One day in August it was brought to my attention that many feral cats were living and breeding on the property of a very old lady 1km away; many of the kittens ended up being run over. The lady said she had not seen a Siamese cat in her pretty garden and I offered to feed the ferals for a month until Colleen Gartrell, who’d witnessed one of the kittens being run over, returned from holiday to help. I found this distressing as the mother cat could be pregnant again and I set a date for Animal Allies to trap and sterilise.

They were extremely busy but a date was set for September. I always fed on the pavement of a lane alongside the property where there was always a street guard who looked on with interest. Another cat joined in with the daily ritual. She was friendly and, from her clipped ear, I knew she was sterilised. I referred to her as Kitler due to her Hitler moustache.

Animal Allies arrived in the evening of the appointed day as darkness was setting in. The gentleman set out the traps and then decided we should take a walk around the property. I’d been there with permission in the day but never ventured there at night…

We started to slowly walk to the veranda of the house when THERE HE WAS… MY SIMON! Standing right there on the veranda! I called out to him and he stared at me but, when he saw the unknown man coming up behind me, he ran.

He’d survived... and I wasn’t going to rush trying to grab him. He was alive! 


The next day he was seen again, and I started calling the same way I would at home, i.e. in a voice that must sound most peculiar to my neighbours, and I always scream “come babies”.

The day after I headed back, well-stocked with catnip, and decided to just take it easy, talk to Kitler and see what happened. Simon had been a free guy for six months and there could be no errors in trying to get him. Kitler and I sat on the lawn for about an hour when Simon emerged out of a bush, ran across the lawn, eyes darting at us as he ran, and into another bush.

I called Caroline, who was just leaving work, and told her to bring fish and a cat carrier. We put catnip and fish down and out from the bushes he crawled, and when he was well into chomping his food, I simply picked him up and popped him into the carrier. Unbelievable! The guards in the lane were just as astounded as they’d never ever seen Simon.

The look on Simon’s face when we brought him inside our house was one of complete amazement – and relief. The vet checked him over the next day and said he was thin but not emaciated and various tests were negative, which was fantastic.

Happy reunions

Colleen returned and the many cats were trapped and sterilised; we continued feeding them too. She arranged for The Cat Shack to collect my friend Kitler. Incredibly, someone saw her there and knew her owner – it turned out that she’d been missing for eight months and lived not too far away.

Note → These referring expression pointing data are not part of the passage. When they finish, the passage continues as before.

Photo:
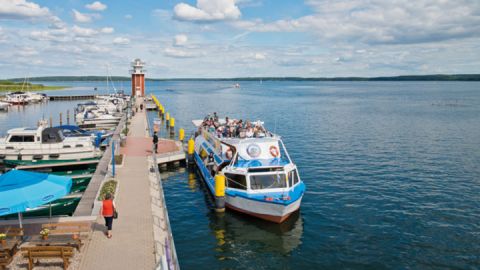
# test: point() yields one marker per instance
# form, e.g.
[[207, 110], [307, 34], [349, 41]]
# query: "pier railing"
[[169, 260]]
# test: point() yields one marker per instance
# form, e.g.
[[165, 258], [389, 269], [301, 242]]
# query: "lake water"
[[392, 172]]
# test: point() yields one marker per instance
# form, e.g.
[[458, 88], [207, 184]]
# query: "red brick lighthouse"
[[138, 78]]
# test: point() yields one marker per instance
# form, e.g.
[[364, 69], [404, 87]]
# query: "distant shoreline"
[[6, 86], [435, 77]]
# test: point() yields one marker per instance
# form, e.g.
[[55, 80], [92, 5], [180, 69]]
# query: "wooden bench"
[[78, 230], [68, 228], [5, 259], [13, 232], [47, 252]]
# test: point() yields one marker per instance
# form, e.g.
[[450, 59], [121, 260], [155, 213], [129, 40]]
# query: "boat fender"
[[274, 151], [229, 153]]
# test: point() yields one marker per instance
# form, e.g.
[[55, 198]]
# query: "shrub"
[[108, 187]]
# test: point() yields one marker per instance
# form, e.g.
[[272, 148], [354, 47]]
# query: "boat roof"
[[23, 130]]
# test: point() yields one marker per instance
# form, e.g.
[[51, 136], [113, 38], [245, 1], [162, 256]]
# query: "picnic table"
[[54, 240], [7, 252], [11, 246]]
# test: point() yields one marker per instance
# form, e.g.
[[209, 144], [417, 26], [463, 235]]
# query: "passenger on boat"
[[210, 162]]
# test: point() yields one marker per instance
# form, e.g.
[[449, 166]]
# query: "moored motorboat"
[[23, 146], [17, 98], [261, 179], [4, 106]]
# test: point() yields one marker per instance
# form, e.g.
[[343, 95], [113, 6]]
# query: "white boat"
[[4, 106], [261, 179], [33, 97], [17, 98], [44, 145]]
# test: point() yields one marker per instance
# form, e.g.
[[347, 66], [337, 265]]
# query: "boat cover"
[[51, 135], [21, 190]]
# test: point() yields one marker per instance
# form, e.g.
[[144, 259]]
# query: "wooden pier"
[[63, 98]]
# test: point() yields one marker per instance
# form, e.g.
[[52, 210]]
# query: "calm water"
[[392, 172]]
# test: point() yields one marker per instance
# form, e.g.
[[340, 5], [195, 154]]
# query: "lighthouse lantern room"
[[138, 78]]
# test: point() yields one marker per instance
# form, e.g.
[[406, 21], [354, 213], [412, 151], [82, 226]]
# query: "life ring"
[[274, 151], [229, 153]]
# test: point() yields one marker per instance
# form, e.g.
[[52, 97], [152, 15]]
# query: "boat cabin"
[[35, 135]]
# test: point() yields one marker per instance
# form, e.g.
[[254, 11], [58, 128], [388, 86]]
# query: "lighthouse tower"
[[138, 78]]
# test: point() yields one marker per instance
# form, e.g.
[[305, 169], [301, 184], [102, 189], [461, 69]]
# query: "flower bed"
[[108, 187]]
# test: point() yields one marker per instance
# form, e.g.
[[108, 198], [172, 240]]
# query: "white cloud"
[[21, 10], [260, 56], [208, 10], [83, 32], [107, 30], [121, 41], [381, 22], [83, 17], [97, 6], [178, 53], [180, 40], [26, 51]]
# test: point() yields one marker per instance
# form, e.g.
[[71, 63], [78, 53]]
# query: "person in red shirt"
[[108, 208]]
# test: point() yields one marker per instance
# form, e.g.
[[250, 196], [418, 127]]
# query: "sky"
[[239, 38]]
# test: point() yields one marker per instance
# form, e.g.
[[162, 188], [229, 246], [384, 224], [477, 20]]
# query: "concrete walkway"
[[132, 244]]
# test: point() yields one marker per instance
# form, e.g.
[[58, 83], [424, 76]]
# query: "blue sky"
[[239, 38]]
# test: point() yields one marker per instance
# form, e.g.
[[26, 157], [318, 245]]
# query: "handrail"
[[169, 260], [170, 251]]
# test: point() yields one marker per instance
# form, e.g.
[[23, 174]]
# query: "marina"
[[239, 134]]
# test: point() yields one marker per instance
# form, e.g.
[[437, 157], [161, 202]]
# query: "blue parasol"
[[21, 190]]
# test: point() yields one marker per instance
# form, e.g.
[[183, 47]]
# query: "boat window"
[[17, 138], [28, 138], [292, 178], [237, 181], [264, 181]]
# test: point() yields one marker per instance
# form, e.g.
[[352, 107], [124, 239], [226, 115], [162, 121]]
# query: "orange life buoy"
[[274, 151], [229, 153]]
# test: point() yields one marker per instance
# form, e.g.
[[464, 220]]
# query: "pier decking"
[[141, 230], [70, 97]]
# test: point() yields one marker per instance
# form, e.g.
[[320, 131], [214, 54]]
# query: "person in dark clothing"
[[155, 141], [210, 163]]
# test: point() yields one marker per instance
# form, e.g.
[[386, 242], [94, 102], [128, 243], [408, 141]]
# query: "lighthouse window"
[[237, 181], [266, 181]]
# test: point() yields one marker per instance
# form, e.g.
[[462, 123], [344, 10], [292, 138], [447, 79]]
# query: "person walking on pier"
[[108, 209], [155, 141]]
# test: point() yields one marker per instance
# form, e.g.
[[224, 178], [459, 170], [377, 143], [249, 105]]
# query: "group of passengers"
[[233, 128]]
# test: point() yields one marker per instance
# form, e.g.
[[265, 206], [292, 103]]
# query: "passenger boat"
[[43, 145], [17, 98], [4, 106], [261, 179]]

She wasn’t the only missing cat who found his way home – a ginger cat was trapped and reunited with his owner.

After I posted on Facebook that Simon had been found, a lovely lady, Vanessa Vasani, contacted my husband: she was Simon’s original owner and he’d disappeared from her in 2008. He was one of three kittens; his mother was a black cat and his father a Burmese. Vanessa came to see him the first week he was home and confirmed that this had indeed been her cat and his name was Frank. She’d later moved from the area and was happy that he’d found me and was safe as she now lives overseas.

Big question: where was Simon for five years between disappearing from Vanessa in 2008 until 2013 when we came across him? We’ll never know. But I’m glad he’s with us now.

Simon has recovered completely from his adventure. He never fails to talk when I arrive home, never argues with other cats, and has no intention of ever car surfing again!

P.S. The bush he emerged from had pink flowers.